The 1915 film “The Cheat” starred Sessue Hayakawa.

When audiences think about representations of Japanese actors in film, one of the earliest examples of such typecasting was actor Sessue Hayakawa, an Issei immigrant who rose to popularity during the silent era of cinema. In subsequent years came the rise of anti-Japanese propaganda posters during World War II depicting angry Japanese soldiers and the continual casting of Asian actors in roles of martial arts bad guys, samurai warriors and Yakuza-type mobsters.

1957’s “Bridge on the River Kwai” starred Sessue Hayakawa.

In the present day, adding more to the mix is the rise of anti-Asian hatred that has grown exponentially since the start of the Covid-19 pandemic. Systemic racism and negative tropes have been propagated through popular culture, especially in Hollywood.

Okumoto, an actor, producer and restaurateur who owns two establishments in the Seattle area, grew up in L.A. and began acting in 1979. Throughout his many years in the entertainment business, he has seen highs and lows regarding being an Asian actor in a primarily White-run Hollywood.

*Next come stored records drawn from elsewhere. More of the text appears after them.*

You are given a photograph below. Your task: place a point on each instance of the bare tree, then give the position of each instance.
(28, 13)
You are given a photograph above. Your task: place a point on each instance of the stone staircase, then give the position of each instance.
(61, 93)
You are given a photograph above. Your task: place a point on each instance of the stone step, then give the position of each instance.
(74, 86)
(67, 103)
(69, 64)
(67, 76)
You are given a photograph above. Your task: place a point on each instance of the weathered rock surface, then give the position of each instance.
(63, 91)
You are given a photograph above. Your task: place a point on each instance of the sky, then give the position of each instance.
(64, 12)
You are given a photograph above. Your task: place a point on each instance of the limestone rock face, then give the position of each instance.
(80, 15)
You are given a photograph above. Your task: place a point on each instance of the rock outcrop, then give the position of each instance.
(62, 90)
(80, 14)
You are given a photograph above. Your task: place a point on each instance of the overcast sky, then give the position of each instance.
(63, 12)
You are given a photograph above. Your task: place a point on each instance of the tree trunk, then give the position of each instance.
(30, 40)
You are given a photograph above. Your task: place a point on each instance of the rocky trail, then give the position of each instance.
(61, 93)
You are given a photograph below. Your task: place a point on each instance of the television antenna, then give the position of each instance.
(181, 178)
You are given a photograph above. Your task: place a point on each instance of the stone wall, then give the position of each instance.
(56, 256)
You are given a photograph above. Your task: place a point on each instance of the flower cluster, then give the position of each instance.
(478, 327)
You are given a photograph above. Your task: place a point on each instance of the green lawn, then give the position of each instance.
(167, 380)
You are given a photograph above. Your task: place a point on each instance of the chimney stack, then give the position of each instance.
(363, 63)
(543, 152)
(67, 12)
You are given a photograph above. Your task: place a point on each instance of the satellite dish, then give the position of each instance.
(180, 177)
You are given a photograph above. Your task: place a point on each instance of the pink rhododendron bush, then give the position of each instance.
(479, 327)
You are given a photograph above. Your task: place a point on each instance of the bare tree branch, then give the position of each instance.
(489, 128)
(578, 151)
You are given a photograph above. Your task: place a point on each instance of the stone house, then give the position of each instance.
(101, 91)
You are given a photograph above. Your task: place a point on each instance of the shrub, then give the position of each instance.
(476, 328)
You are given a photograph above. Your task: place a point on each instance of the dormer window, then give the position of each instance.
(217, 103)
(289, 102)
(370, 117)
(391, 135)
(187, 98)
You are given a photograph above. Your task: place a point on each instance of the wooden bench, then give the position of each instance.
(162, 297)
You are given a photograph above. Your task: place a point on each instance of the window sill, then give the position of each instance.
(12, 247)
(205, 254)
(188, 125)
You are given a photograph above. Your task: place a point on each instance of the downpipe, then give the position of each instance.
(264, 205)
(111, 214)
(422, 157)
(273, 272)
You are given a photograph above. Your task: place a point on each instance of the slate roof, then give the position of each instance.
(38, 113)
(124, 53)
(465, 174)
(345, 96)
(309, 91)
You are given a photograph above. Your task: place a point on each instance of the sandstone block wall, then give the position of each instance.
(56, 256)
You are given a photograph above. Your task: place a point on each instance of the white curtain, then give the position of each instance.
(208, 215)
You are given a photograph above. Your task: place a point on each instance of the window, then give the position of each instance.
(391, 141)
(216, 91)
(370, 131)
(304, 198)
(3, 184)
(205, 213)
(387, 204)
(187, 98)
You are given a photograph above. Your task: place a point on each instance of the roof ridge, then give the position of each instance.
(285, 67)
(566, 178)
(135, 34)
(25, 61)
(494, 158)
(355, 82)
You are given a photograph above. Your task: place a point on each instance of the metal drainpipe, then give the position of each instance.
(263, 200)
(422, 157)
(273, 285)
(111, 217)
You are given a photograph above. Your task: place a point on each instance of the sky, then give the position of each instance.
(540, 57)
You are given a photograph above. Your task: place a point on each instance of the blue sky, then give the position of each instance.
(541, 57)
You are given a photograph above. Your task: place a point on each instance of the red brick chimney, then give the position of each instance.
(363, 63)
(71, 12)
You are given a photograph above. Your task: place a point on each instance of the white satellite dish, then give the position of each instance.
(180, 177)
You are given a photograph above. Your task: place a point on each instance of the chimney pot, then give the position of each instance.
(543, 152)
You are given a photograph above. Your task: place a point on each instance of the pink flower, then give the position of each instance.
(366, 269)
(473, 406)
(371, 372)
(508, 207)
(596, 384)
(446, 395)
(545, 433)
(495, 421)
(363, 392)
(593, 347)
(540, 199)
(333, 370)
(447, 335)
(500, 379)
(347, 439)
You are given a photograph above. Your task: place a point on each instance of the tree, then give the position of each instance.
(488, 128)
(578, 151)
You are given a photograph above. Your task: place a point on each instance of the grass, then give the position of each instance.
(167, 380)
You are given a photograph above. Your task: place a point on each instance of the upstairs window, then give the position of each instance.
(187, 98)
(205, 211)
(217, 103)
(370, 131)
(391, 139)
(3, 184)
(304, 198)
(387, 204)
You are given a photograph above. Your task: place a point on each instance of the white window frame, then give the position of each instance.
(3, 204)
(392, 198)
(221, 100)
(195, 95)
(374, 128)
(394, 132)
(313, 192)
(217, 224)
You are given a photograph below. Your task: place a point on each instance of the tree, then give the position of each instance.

“As a kid, you see these roles on TV and film, and you don’t think twice about it. As a kid, that’s what you accept. But as you get older, as I got involved in acting, I realized that this is not right. Why are these roles going to White folks that should go to Asian Americans? You want that to change, but I think it’s one of those things where it takes time. … Has it been better? Has it changed? Yes, it’s headed in the right direction. It’s not just Japanese American. It’s Asian Americans as a whole. … The most important thing for the whole collective is to support Asian American projects out there, and it doesn’t matter what it is. It’s our duty and obligation to push those forward. Films like ‘Shang-Chi’ are a prime example. … The great thing about it is you have this strong Asian American lead in it, and I think that’s what we should focus on and applaud.”

Cary Hiroyuki Tagawa in “Showdown in Little Tokyo.”

Agreed Shinkoda: “Collectively, we’re trying to move and advance ourselves as a race, but if we were to look and scrutinize ourselves as a specific culture, then certain things get favored and cherrypicked and concentrated on. There’s Western culture that we like to obsess on, like ninjas, samurais, evil corporate Asians. There’s so many different personalities and stories to explore, but we always kind of obsess on those. Specifically martial arts, and it shouldn’t be that way. We live colorful and personal individualistic lives, each and every one of us. The industry should look at all stories.”

Although Asian American actors are making headway, the focus must always be on ushering knowledge and experience onto the younger generation to continue that growth.

“The one thing I’ve learned in this business is that the cavalry ain’t coming,” said Okumoto. “We have the responsibility to put ourselves out there and create roles and showcase ourselves. The only way to change that outcome is to do it yourself, create these great Asian American stories, Japanese American stories. … We have to come together and as a collective, support these films. It doesn’t matter if it’s Japanese, Chinese, Korean, Vietnamese — it helps all of us as a collective.”

“There has to be that leadership role, there has to be somebody there that’s inspirational. For me, it was Yuji,” said Shinkoda. “I thank Yuji for that. If you stay there, you become an example for the next generation. I think our visibility is amazing right now. There’s so much inspiration out there. People need to be proactive about it. … There’s so many people to look up to now, and that’s an amazing thing.”